Chinese New Year falls on Sunday February 10th this year, 2013 and it is the year of the Snake, the last year of the snake was 2001. It is a celebration where many gifts are exchanged.
It is the most traditional of the Chinese holidays and in China itself is known as the Spring Festival, the reason that Chinese New Year falls on differing dates every year is because the Chinese calendar is Lunisolar and some people call it Lunar New Year because of this. It will fall between January 21st and February 20th of each year.
The Year of the Snake
According to the Chinese zodiac, 2013 is the Year of the Snake. But don't be unduly concerned if you suffer from ophiophobia. Not a lot of people know what it is and Snakes aren't all bad anyway. Someone coming into the world this year might be cunning, quick to anger and possessive but they will excel at business and will always be able to provide for you.
And how do we know all this? Well, when the Jade Emperor summoned all the animals, they raced to him and on the way displayed the various characteristics that we associate with them today. The snake for example was a bit sneaky, surreptitiously using the horse to cross a river but then scaring it so much that the snake beat it to the Emperor.
Rats, Oxen, Tigers, Rabbits and Dragons
Where the animals finished determined their position in the zodiac. The Snake was sixth behind the Rat, Ox, Tiger, Rabbit and Dragon, and so relates to 2013 and every twelfth year i.e. 2001, 1989, 1977, 1965 and 1953. It's a good story but no-one really knows the zodiac's exact origins, although the animals were officially recognized during the Han Dynasty over 2000 years ago.
Each animal is also tempered by an element, this year it is Water that previously occurred in 1953. So if you are 60 years old this year, you should be romantic, refined, insightful, a good manager, motivated by results as well as money and although affectionate to the family, it is strictly business once outside the home.
You may be judgmental, a bad loser, tell fibs and, although happy to help out, are wary of giving financial assistance. Your intuitiveness and introspection may lead to vanity and resistance to constructive advice. So not the best character reference and the nearest western sign would be Taurus.
Celebrations in Chinatowns Worldwide
The Chinese New Year is obviously celebrated in China, but also countries and places with considerable Chinese populations like Hong Kong for example and Chinatowns worldwide like Manhattan and Sydney, which are quite large Chinatowns.
It is a massive celebration in China and people will celebrate in different ways, for example some will spend plenty of money on gifts, food and decorations and others will cleanse their house completely to make way for good luck. It is also a time for everyone to make up with one another and forget their grudges, wishing each other good fortune and happiness.
The Colour Red
The colour Red is very dominant during this celebration and the reason lies within the tale of the Mythical beast called the Nian.
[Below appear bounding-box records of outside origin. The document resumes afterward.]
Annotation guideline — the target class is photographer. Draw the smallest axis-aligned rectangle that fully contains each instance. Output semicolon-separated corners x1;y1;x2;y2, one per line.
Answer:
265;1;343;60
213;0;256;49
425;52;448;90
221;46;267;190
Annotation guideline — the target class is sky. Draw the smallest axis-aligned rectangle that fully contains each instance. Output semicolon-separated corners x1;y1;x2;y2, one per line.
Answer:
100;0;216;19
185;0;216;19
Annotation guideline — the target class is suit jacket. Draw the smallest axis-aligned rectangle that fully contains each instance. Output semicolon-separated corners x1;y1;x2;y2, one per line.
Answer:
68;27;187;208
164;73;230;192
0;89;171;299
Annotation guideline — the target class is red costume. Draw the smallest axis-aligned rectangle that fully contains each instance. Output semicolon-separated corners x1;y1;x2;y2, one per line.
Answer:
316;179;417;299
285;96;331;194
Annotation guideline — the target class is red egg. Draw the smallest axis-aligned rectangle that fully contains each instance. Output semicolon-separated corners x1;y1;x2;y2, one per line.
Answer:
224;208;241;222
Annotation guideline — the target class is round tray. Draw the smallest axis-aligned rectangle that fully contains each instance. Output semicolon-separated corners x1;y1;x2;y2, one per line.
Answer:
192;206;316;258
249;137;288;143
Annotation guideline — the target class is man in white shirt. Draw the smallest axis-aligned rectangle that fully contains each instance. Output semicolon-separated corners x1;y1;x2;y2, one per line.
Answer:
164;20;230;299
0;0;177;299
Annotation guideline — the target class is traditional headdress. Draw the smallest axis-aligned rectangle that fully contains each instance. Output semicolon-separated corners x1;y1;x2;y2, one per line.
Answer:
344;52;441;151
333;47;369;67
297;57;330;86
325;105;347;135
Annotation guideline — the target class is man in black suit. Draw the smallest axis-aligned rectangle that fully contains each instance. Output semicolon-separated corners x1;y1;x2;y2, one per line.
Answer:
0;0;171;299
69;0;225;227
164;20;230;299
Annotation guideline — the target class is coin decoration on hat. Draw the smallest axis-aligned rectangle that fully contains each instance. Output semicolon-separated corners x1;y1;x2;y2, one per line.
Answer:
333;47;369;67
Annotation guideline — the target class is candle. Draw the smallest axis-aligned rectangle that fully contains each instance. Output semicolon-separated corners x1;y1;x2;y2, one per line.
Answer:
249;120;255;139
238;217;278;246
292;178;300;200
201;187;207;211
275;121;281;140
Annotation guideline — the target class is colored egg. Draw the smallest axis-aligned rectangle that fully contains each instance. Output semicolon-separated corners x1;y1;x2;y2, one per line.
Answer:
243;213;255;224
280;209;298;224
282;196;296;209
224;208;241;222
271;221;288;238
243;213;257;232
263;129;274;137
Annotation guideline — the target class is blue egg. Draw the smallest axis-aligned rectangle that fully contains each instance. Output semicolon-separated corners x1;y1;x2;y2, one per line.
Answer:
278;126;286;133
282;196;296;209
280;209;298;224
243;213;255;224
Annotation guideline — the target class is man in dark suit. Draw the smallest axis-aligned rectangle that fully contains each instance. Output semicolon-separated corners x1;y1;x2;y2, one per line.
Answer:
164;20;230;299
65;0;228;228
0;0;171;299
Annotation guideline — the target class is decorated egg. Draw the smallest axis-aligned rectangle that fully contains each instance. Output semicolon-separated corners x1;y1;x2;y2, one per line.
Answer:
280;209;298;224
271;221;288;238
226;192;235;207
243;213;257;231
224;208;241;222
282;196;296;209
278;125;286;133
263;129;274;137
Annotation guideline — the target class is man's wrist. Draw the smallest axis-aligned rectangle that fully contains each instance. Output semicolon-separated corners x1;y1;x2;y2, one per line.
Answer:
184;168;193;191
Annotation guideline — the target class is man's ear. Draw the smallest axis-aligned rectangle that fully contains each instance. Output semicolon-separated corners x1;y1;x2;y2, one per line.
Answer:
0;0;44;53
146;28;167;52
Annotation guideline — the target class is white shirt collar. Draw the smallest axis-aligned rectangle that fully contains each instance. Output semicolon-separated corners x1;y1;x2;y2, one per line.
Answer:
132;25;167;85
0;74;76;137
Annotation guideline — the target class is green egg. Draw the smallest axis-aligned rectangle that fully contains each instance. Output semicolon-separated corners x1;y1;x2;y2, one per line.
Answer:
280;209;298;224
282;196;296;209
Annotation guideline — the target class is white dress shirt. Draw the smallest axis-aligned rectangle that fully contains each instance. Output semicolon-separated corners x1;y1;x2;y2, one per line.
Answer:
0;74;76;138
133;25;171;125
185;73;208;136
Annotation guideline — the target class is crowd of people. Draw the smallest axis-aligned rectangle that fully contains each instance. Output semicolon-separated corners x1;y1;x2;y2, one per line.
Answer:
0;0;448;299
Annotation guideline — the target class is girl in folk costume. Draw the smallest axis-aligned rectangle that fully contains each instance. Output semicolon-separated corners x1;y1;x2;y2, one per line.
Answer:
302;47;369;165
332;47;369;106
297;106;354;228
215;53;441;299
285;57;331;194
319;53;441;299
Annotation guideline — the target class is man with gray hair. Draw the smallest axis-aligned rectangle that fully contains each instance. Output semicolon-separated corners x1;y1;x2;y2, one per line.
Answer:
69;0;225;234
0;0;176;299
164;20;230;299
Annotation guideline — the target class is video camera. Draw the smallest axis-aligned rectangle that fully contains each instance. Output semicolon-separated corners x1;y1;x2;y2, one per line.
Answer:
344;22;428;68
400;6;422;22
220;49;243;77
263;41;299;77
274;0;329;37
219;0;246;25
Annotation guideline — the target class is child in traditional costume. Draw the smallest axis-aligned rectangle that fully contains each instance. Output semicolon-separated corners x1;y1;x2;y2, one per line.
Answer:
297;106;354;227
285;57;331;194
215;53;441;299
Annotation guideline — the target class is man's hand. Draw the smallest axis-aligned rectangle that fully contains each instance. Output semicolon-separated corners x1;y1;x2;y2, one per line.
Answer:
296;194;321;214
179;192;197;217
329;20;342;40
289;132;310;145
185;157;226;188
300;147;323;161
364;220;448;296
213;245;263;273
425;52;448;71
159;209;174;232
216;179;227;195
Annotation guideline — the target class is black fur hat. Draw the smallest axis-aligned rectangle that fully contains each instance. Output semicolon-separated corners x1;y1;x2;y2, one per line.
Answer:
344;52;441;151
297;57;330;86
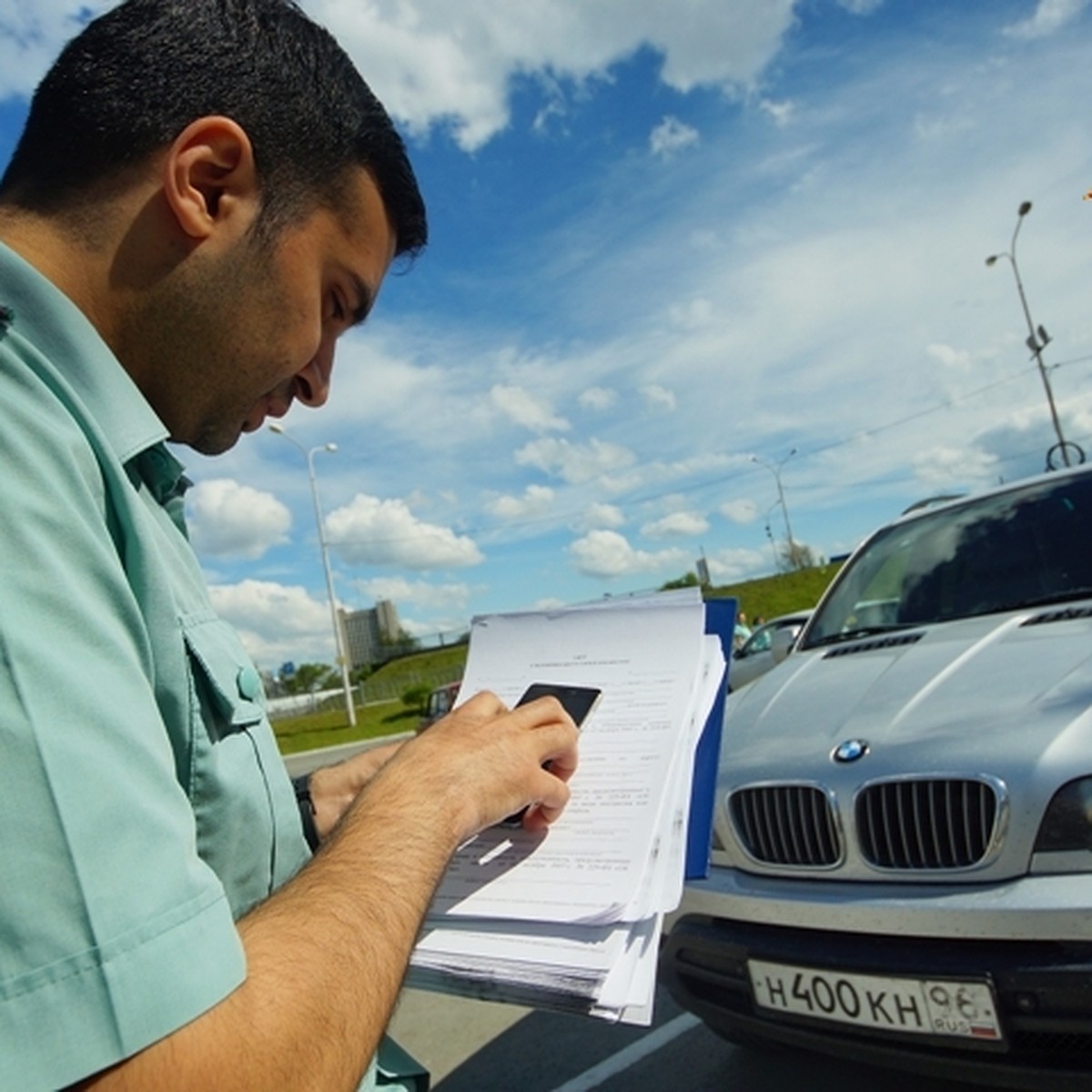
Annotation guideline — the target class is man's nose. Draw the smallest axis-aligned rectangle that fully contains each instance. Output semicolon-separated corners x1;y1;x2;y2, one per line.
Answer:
294;345;334;409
The tale says that this mythical creature would come on the first day of new year every year to eat crops, livestock and children but the Nian was once scared of a child wearing red, therefore this colour was adopted with people hanging red lanterns to scare away the beast and has dominated the festival ever since.
Traditionally on Chinese New Year's Eve families will gather together for a reunion celebration feast which will usually be held at the most senior family members home. It is a big feast where foods such as pork, chicken, dumplings, leek and fish are consumed.
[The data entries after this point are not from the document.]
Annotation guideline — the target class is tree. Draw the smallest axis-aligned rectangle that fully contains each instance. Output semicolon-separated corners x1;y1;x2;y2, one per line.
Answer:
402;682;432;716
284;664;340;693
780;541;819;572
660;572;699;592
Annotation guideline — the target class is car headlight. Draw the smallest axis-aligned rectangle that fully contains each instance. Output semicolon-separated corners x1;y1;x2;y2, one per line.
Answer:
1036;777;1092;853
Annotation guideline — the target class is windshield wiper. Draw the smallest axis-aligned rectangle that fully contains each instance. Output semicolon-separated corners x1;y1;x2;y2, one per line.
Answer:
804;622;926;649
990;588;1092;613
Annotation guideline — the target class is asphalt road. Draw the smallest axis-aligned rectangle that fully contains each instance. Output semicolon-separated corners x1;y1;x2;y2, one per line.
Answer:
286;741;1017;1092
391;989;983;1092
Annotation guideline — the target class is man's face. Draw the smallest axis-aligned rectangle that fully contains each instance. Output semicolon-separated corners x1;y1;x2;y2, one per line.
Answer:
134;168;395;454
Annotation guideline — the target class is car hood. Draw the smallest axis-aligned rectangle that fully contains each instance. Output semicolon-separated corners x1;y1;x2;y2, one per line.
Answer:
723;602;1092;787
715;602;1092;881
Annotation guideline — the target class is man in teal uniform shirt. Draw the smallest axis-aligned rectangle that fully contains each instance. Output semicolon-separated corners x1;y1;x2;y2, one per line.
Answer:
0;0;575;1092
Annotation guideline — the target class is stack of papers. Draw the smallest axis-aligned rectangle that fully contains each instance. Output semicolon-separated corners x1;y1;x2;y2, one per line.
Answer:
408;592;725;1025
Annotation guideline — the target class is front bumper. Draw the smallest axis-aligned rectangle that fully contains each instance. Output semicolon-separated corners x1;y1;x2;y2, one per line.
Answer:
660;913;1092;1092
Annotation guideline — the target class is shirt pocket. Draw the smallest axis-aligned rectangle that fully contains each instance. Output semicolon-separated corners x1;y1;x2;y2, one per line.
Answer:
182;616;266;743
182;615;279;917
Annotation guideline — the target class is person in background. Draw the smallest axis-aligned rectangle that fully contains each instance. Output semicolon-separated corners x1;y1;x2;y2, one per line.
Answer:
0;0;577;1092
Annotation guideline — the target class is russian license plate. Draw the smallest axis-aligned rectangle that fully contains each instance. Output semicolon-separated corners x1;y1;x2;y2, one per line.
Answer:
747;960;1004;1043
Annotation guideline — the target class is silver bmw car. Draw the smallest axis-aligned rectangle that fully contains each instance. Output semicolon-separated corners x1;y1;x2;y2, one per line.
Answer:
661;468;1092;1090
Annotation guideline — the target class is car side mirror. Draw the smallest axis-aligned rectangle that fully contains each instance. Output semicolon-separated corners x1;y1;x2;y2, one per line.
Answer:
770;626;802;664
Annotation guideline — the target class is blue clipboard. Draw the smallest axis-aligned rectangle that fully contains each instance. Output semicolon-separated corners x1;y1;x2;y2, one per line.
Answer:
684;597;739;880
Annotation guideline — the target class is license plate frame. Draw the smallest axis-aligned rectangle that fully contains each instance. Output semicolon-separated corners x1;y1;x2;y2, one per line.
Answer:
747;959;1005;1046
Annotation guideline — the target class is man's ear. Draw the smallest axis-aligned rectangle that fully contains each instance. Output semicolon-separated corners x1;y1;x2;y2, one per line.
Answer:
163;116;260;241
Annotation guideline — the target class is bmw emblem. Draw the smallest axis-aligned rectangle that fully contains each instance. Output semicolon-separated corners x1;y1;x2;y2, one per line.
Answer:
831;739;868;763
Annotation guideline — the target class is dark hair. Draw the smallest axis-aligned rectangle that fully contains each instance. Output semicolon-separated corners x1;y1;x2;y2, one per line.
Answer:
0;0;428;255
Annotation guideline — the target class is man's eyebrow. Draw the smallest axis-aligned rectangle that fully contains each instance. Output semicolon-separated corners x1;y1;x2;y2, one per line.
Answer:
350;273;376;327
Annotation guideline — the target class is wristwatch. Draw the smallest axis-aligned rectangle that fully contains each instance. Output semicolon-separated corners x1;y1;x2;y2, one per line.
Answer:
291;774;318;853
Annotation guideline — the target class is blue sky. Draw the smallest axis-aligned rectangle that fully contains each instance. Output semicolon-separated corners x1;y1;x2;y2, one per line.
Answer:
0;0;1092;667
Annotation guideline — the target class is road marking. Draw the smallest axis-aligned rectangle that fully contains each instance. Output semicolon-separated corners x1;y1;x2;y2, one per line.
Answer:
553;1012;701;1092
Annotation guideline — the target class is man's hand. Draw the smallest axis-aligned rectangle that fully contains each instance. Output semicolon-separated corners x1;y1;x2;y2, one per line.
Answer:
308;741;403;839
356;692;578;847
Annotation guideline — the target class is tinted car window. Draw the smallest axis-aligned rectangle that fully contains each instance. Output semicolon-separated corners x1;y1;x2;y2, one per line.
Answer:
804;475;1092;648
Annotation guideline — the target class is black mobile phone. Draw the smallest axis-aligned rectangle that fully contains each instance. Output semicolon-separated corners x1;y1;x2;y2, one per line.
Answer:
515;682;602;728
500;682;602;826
Gift Giving and Red Envelopes
Red envelopes are handed out to children by adults and normally contain money, varying from a couple of pounds to hundreds of pounds, but always of even numbers as per tradition as odd numbers of money is given at funerals. In China odd or even is determind by the first digit, not the last so 70 would be odd as opposed to 60 which is even.
Fireworks are a big part of Chinese New Year as they were used to ward away evil spirits in Ancient China, you will usually find yourself deafened by the noise of firecrackers during the festival, especially in China itself.
The new year heralds the Spring Festival with the largest celebrations naturally in countries with large ethnic Chinese populations. It's a time for family, firecrackers and lots of food, especially dumplings, lasting through to the new moon fifteen days later.
Hong Kong and Beijing have massive firework displays and fairs. Harbin has a famous snow and ice festival featuring various palaces, monuments and statues sculptured from ice and decorated with thousands of lights, and Shanghai's lantern festival brings an end to the celebrations. In London there are colourful displays of acrobatics, lion dances and music together with a proliferation of dragons that symbolise strength and good luck.
Whether the refined and sophisticated Snake would enjoy all this high jinx is open to question. They enjoy elegance, comfort and peace rather than bright lights and might appreciate the home decorated with flowers that have significance within Chinese culture.
The Chrysanthemum will attract good luck into a home, Citron or Buddha's hand is another flower that is associated with happiness. Daffodils are appropriate for those seeking promotion in their careers while orchids offer beauty and prosperity.
Whether you believe all this or not, there's no denying that it's a good excuse for having a good time and exploring another culture. Xin Nian Kuai Le!